British Transport Commission
The Transport Act 1947 nationalised virtually all British transport, including the railways, waterways, and road haulage. These were transferred to a newly-created operating body, the British Transport Commission (BTC). The British Transport Commission began operations on 1st January 1948, under Chairman Sir (later Lord) Cyril Hurcomb. At this time, the British Transport Commission acquired the “Big Four” grouped railways, with virtually all minor railways as well, together with the London Passenger Transport Board. This automatically transferred the assets of the rail companies to BTC, including ships, ports, hotels, and investments in bus, coach, and haulage companies. Two bus companies, Tilling and Scottish Motor Traction, were soon added, as well as long-distance road hauliers. The Transport Act charged the British Transport Commission with the task of charged with “integrating” various forms of transport into single public service.

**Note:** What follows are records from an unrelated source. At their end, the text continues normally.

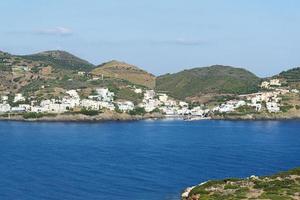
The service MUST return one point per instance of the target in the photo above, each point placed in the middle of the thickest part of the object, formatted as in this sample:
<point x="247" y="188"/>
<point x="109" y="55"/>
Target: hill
<point x="285" y="185"/>
<point x="208" y="80"/>
<point x="61" y="59"/>
<point x="292" y="75"/>
<point x="122" y="70"/>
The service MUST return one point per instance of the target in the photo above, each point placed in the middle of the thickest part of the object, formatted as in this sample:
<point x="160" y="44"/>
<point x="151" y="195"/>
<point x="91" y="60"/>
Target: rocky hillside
<point x="284" y="185"/>
<point x="208" y="80"/>
<point x="122" y="70"/>
<point x="61" y="59"/>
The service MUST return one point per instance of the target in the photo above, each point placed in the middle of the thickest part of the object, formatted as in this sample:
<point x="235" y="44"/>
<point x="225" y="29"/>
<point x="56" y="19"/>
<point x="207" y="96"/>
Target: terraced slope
<point x="281" y="186"/>
<point x="122" y="70"/>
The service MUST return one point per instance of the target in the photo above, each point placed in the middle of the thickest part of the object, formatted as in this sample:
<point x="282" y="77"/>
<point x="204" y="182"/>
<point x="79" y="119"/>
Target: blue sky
<point x="159" y="36"/>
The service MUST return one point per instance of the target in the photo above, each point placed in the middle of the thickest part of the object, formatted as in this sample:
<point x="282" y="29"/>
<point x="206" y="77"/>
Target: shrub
<point x="137" y="111"/>
<point x="32" y="115"/>
<point x="89" y="112"/>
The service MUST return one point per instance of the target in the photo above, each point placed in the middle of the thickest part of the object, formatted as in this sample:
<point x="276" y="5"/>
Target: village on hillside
<point x="268" y="100"/>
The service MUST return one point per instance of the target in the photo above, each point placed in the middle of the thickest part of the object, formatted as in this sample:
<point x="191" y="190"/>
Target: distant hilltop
<point x="60" y="69"/>
<point x="284" y="185"/>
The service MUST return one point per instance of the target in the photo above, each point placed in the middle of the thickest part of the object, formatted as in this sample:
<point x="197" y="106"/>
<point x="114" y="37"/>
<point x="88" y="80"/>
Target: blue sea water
<point x="137" y="160"/>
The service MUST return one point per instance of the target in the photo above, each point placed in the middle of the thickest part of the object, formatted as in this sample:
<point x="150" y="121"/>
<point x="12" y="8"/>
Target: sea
<point x="137" y="160"/>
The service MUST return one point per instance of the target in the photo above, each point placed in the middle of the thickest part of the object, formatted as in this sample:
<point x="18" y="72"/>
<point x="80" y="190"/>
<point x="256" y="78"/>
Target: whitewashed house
<point x="272" y="107"/>
<point x="125" y="106"/>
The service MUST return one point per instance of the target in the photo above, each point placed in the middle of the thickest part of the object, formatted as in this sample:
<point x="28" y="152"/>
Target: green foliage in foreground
<point x="285" y="185"/>
<point x="208" y="80"/>
<point x="34" y="115"/>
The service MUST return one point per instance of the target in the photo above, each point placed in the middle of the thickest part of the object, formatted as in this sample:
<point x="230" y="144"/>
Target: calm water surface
<point x="137" y="160"/>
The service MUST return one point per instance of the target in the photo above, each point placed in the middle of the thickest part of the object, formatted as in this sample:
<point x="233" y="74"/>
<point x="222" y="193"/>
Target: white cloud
<point x="61" y="31"/>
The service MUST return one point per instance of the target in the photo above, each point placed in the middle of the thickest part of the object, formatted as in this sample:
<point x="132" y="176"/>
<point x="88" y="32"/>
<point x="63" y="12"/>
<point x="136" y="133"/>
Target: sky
<point x="160" y="36"/>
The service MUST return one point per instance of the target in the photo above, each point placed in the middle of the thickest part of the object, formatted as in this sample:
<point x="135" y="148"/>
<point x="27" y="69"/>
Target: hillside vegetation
<point x="121" y="70"/>
<point x="61" y="59"/>
<point x="214" y="79"/>
<point x="284" y="185"/>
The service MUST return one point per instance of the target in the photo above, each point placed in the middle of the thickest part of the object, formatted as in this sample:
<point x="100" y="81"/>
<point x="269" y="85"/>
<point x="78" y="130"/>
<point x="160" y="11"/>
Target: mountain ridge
<point x="21" y="70"/>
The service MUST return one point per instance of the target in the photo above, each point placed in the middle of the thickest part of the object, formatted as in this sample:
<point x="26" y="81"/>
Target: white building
<point x="73" y="94"/>
<point x="149" y="94"/>
<point x="163" y="97"/>
<point x="272" y="107"/>
<point x="90" y="104"/>
<point x="103" y="94"/>
<point x="138" y="90"/>
<point x="19" y="97"/>
<point x="125" y="106"/>
<point x="275" y="82"/>
<point x="183" y="104"/>
<point x="265" y="84"/>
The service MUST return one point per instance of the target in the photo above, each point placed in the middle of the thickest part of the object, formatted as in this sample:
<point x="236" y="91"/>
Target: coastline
<point x="103" y="117"/>
<point x="112" y="116"/>
<point x="282" y="185"/>
<point x="259" y="117"/>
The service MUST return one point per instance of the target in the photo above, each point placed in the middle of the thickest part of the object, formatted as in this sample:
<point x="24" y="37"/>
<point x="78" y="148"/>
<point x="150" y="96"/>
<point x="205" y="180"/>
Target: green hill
<point x="61" y="59"/>
<point x="208" y="80"/>
<point x="122" y="70"/>
<point x="284" y="185"/>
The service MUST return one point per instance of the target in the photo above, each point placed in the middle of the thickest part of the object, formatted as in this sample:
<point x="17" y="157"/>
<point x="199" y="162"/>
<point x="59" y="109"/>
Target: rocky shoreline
<point x="284" y="185"/>
<point x="103" y="117"/>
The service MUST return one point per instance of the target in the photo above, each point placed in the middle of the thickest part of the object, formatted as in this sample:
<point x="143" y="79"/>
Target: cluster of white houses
<point x="102" y="98"/>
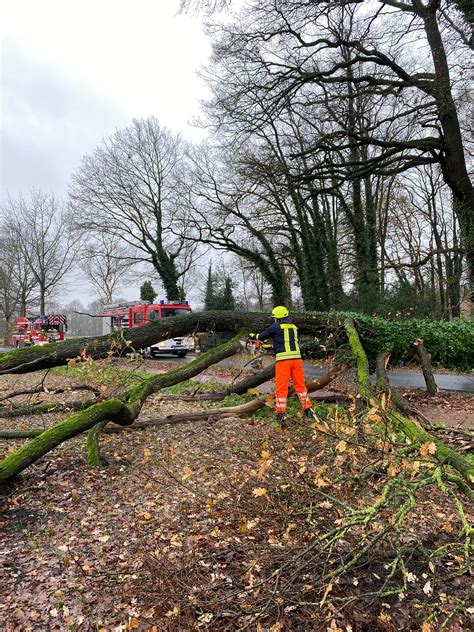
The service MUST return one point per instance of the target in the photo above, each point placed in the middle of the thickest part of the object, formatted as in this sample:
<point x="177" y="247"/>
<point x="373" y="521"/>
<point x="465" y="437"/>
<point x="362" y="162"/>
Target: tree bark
<point x="444" y="454"/>
<point x="59" y="353"/>
<point x="425" y="362"/>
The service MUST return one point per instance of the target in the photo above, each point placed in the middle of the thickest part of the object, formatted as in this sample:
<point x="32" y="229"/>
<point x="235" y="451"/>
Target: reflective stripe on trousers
<point x="284" y="371"/>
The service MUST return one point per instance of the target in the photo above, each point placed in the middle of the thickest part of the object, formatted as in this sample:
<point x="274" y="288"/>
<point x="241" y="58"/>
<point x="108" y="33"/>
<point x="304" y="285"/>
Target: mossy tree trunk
<point x="122" y="411"/>
<point x="56" y="354"/>
<point x="425" y="362"/>
<point x="444" y="453"/>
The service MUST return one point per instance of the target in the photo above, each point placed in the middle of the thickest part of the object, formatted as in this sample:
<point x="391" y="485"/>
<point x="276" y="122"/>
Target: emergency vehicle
<point x="39" y="330"/>
<point x="138" y="313"/>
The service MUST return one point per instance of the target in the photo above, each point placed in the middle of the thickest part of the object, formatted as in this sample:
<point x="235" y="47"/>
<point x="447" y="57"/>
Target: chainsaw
<point x="257" y="349"/>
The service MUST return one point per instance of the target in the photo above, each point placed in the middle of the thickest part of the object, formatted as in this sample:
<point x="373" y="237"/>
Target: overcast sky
<point x="73" y="71"/>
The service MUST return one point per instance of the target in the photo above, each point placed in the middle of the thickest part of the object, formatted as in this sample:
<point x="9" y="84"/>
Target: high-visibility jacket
<point x="285" y="339"/>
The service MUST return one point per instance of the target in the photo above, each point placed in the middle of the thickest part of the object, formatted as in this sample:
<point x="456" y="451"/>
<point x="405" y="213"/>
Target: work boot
<point x="281" y="420"/>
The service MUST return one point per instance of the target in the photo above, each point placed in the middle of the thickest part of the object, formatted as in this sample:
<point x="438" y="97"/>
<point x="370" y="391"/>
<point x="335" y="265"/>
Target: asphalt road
<point x="400" y="379"/>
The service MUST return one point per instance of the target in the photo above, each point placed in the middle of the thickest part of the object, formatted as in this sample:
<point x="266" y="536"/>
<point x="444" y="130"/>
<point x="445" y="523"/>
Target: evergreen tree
<point x="147" y="293"/>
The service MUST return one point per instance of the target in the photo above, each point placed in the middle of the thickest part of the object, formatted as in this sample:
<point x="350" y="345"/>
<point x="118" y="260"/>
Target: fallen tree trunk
<point x="45" y="407"/>
<point x="118" y="343"/>
<point x="235" y="411"/>
<point x="444" y="454"/>
<point x="122" y="411"/>
<point x="383" y="385"/>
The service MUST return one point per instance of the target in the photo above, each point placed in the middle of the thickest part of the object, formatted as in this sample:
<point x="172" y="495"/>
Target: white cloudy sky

The British Transport Commission did not directly operate transport services. Operations were delegated to five separately appointed executives: Docks and Inland Waterways, Hotels, London Transport, Road Transport, and Railways. The Railways Executive operated under the name British Railways. In 1949, the Road Transport Executive was divided into two separate executives: Road Haulage and Road Passenger. The Commission exercised financial control over these Executives, and managed them through schemes of delegation.
The Commission attempted to fulfil its statutory duty to “integrate” public transport by introducing Area Schemes. These were designed to establish regional monopolies for road passenger transport, ports, and harbours. “Integration” was also to be promoted through Charges Schemes, in which the true costs of different modes of transport were to be reflected in the charges. This was designed to attract traffic to the most economic and efficient mode of transport.
The structure of Executives was dramatically altered by the Transport Act 1953, which abolished all Executives, with the exception of London Transport. Responsibility for the operation and maintenance of transport systems was delegated to the chief regional managers. The railways were reorganised into a system of area boards for each of its six regions. In September 1953, Sir Brian Robertson became Chairman. Disposal of the haulage fleet also began at this time, but a lack of buyers made this difficult.
Rising costs, industrial action and competition from road traffic meant that the British Transport Commission was in financial trouble by 1955. It sought relief from this by publishing The Modernisation and Re-equipment of British Railways, a plan which proposed an investment in the railways of £1,240m over fifteen years. The main features of this plan were the replacement of steam with electric and diesel traction, the electrification of principle routes, and the introduction of new coaching stock.
Despite the modernisation plan, the financial position of the British Transport Commission worsened. Two government reviews, in 1956 and 1959, concluded that the Commission was unwieldy and had an insufficiently commercial outlook.
Sir Brian Robertson retired in May 1961, and was replaced by Dr Richard Beeching.
The BTC was abolished by the Transport Act 1962. It was replaced with five new authorities that were answerable to the Minister of Transport: the British Railways Board, the British Transport Docks Board, the British Waterways Board, the London Transport Board, and the Transport Holding Company. Dr Beeching became chair of the British Railways Board.